Bizler bir kez daha buradan belirtiyoruz ki; HDP’ye yönelik gerçekleştirilen saldırıların temelinde kadın kazanımlarımız ve mücadelemiz vardır. Kapatma davasının, kadınların eşitlik ve özgürlük mücadelesine yönelik saldırı olduğunu çok iyi biliyoruz. Kayyım saldırıları ile başlayan, bütün siyasal faaliyetlerimizi illegalize ederek gözaltı, tutuklama ve para cezaları ile durdurmaya çalışan, kadın siyasetçilerimizi hedef haline getiren bu iktidara sesleniyoruz; Kadınların özgürlük ve eşitlik mücadelesini esas alan, yeni yaşam ilkelerini benimseyen ve inşasına girişen partimizin kapatılmasına asla izin vermeyeceğiz. 8 Mart’ta biziz, Newroz da biziz, sokaklardaki kadın isyanı da, cezaevindeki kadının direnişi de biziz. Tarlada, fabrikada üreten kadınlar biziz. Evlerin dört duvarını yıkarak erkek egemen siyasete karşı kürsüleri kullanmaktan vazgeçmeyen kadınlar biziz. Biz kadınız, biz HDP’yiz. HDP kadındır.

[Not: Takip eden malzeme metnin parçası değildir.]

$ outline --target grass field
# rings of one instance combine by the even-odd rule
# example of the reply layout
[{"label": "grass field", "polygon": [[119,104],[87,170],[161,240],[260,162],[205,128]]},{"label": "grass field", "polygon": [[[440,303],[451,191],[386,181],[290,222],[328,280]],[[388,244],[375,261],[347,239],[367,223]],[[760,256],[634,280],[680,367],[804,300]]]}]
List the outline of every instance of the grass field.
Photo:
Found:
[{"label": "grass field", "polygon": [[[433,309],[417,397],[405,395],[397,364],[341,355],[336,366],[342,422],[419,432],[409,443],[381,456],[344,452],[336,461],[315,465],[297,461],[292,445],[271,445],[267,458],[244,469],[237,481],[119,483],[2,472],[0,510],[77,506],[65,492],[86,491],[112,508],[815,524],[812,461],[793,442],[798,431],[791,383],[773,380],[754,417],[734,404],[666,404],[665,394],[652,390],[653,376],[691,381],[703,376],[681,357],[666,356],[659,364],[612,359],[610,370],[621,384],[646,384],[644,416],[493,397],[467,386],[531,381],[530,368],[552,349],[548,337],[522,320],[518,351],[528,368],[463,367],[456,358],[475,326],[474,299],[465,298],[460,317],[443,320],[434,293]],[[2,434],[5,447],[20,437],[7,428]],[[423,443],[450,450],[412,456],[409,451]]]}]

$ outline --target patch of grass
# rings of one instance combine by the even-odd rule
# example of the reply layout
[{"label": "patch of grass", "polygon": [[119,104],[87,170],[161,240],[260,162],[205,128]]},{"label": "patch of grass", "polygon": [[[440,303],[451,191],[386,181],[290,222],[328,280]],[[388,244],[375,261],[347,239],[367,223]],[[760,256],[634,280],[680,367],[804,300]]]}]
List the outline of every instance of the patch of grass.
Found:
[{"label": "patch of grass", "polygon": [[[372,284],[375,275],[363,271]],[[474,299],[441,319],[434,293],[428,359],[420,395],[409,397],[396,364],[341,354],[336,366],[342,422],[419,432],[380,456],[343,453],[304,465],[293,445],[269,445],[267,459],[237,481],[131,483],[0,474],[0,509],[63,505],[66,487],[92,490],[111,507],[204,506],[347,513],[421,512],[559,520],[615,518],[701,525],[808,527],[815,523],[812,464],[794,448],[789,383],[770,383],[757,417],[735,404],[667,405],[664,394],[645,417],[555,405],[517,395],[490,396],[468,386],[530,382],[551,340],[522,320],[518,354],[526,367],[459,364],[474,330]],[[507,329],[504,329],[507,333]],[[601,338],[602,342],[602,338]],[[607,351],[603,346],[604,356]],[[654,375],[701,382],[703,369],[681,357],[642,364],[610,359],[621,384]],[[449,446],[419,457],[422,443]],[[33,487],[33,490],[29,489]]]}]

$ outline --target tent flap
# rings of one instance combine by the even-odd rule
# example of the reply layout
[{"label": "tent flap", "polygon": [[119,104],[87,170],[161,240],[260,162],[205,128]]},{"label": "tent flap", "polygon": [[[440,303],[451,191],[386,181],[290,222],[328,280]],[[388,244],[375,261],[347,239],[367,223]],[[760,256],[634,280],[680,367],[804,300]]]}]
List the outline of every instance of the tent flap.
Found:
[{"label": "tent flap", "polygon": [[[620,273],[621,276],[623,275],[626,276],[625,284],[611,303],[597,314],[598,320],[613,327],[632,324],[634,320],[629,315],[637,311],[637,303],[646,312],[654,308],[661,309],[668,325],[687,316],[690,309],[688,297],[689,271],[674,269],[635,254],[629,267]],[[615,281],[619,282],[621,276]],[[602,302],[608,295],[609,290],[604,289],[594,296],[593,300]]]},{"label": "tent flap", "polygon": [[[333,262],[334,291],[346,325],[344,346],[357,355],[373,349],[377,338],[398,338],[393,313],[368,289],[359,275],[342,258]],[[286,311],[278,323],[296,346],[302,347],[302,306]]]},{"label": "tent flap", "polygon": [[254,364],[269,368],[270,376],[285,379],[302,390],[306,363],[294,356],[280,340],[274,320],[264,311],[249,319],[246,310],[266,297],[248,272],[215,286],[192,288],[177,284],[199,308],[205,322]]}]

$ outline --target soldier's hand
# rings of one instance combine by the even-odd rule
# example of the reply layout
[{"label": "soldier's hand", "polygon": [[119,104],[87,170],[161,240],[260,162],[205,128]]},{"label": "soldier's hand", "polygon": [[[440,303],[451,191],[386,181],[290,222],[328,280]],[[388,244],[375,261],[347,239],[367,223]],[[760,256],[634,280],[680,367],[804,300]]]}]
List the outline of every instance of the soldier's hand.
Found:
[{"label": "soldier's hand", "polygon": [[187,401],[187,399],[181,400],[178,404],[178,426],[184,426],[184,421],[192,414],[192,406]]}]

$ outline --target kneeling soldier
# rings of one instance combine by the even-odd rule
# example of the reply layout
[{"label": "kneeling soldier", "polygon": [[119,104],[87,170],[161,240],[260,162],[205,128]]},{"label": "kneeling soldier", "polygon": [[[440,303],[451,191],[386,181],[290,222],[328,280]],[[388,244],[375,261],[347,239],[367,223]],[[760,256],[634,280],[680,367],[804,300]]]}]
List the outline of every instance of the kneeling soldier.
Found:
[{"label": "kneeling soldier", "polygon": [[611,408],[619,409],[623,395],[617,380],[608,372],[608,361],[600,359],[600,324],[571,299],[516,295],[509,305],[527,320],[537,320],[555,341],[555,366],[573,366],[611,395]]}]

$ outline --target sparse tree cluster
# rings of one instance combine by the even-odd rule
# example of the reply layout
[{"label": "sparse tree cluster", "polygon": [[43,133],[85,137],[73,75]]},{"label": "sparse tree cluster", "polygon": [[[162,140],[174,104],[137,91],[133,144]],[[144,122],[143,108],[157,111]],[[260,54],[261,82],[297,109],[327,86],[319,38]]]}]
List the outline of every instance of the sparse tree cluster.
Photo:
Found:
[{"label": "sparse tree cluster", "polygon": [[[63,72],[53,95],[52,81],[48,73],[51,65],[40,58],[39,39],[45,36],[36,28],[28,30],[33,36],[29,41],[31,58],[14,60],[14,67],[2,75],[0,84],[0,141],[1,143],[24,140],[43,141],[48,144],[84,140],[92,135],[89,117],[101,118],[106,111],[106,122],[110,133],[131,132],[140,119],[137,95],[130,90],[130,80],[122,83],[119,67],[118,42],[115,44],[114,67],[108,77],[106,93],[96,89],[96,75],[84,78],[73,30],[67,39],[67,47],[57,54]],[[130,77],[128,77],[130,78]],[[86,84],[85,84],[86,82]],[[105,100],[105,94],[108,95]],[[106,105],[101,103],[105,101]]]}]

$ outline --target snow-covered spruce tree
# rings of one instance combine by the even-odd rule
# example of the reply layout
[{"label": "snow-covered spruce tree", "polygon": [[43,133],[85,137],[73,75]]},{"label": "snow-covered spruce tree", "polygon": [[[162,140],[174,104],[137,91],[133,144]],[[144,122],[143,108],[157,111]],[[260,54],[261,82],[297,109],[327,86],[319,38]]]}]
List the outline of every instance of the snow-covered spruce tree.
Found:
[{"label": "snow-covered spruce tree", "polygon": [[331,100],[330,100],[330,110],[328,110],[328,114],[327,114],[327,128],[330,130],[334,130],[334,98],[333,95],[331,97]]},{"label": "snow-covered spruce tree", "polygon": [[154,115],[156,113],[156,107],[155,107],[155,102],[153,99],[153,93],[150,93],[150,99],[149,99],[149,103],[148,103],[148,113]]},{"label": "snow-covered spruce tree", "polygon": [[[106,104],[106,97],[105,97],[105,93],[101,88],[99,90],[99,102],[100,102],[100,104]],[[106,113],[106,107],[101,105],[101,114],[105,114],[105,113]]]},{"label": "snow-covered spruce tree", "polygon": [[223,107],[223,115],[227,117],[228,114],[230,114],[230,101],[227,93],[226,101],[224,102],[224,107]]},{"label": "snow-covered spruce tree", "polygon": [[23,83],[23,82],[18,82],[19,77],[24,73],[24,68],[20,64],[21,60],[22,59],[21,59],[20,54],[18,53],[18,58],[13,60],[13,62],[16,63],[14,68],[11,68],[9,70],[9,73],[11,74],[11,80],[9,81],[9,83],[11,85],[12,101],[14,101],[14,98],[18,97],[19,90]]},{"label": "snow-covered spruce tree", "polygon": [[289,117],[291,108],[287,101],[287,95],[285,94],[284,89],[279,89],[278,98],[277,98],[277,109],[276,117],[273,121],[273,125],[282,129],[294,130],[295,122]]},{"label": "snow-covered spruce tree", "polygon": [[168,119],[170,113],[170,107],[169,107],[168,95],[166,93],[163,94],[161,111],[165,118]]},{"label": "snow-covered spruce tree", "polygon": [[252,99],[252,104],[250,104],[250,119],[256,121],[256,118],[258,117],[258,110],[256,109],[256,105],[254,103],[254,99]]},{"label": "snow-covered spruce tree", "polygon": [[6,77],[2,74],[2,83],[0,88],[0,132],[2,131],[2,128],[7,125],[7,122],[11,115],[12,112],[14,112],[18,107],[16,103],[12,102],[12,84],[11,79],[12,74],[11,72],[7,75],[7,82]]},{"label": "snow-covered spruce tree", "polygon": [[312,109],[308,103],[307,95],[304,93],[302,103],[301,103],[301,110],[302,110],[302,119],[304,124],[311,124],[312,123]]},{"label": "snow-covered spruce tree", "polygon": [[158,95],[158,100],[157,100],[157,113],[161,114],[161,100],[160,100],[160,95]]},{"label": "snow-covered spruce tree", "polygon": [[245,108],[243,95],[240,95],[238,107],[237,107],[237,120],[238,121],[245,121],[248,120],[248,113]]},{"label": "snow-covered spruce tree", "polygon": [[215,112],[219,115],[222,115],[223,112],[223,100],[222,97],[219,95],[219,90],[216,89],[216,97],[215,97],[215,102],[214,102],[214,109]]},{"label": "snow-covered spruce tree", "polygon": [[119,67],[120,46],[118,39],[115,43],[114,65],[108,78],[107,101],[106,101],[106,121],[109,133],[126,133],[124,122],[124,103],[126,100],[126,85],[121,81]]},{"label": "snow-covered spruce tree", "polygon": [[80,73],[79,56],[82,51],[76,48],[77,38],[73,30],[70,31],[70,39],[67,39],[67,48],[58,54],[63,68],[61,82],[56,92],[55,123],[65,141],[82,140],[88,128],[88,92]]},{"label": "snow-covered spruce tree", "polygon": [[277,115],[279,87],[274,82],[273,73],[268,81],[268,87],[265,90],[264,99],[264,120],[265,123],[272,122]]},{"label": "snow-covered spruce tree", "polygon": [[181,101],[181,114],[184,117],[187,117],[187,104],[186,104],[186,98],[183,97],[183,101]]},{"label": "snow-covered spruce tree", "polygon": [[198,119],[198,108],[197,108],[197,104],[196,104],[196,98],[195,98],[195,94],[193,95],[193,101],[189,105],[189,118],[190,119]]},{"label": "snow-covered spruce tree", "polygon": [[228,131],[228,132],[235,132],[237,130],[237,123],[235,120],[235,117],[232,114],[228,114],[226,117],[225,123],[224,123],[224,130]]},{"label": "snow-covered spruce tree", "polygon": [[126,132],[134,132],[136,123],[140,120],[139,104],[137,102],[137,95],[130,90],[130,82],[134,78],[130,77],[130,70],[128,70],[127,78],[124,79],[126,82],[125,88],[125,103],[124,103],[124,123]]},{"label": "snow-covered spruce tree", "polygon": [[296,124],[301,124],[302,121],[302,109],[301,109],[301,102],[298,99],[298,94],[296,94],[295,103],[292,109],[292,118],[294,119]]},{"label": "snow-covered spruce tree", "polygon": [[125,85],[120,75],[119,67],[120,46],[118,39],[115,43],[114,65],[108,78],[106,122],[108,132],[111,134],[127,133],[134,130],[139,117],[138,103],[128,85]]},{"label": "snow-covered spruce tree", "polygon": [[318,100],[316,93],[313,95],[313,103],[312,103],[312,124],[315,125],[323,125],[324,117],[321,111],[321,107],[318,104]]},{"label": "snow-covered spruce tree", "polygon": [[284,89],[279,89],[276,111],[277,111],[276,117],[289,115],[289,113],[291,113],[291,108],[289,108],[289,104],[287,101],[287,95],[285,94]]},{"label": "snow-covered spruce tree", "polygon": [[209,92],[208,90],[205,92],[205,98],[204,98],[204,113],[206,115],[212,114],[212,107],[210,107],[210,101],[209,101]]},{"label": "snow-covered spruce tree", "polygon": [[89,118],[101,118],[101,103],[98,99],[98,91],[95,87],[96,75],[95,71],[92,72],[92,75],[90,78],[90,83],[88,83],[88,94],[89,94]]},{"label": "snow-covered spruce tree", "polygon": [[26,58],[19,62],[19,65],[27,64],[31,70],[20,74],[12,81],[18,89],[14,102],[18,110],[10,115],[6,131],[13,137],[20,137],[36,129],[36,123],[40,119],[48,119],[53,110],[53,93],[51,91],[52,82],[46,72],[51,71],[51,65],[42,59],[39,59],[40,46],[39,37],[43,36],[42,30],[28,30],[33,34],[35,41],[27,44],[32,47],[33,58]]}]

Partimizi de geleceğimizi de, yaşamımızı da sizlere teslim etmeyeceğiz.

Yaşamın her alanında ben varım diyen kadınlara sesleniyoruz; HDP’ye kapatılma saldırısı sizleredir. İstanbul Sözleşmesi’nedir, Gökkuşağı bayrağınadır. Gelin hep birlikte erkek egemen rejime karşı yeni yaşamı inşa edelim.”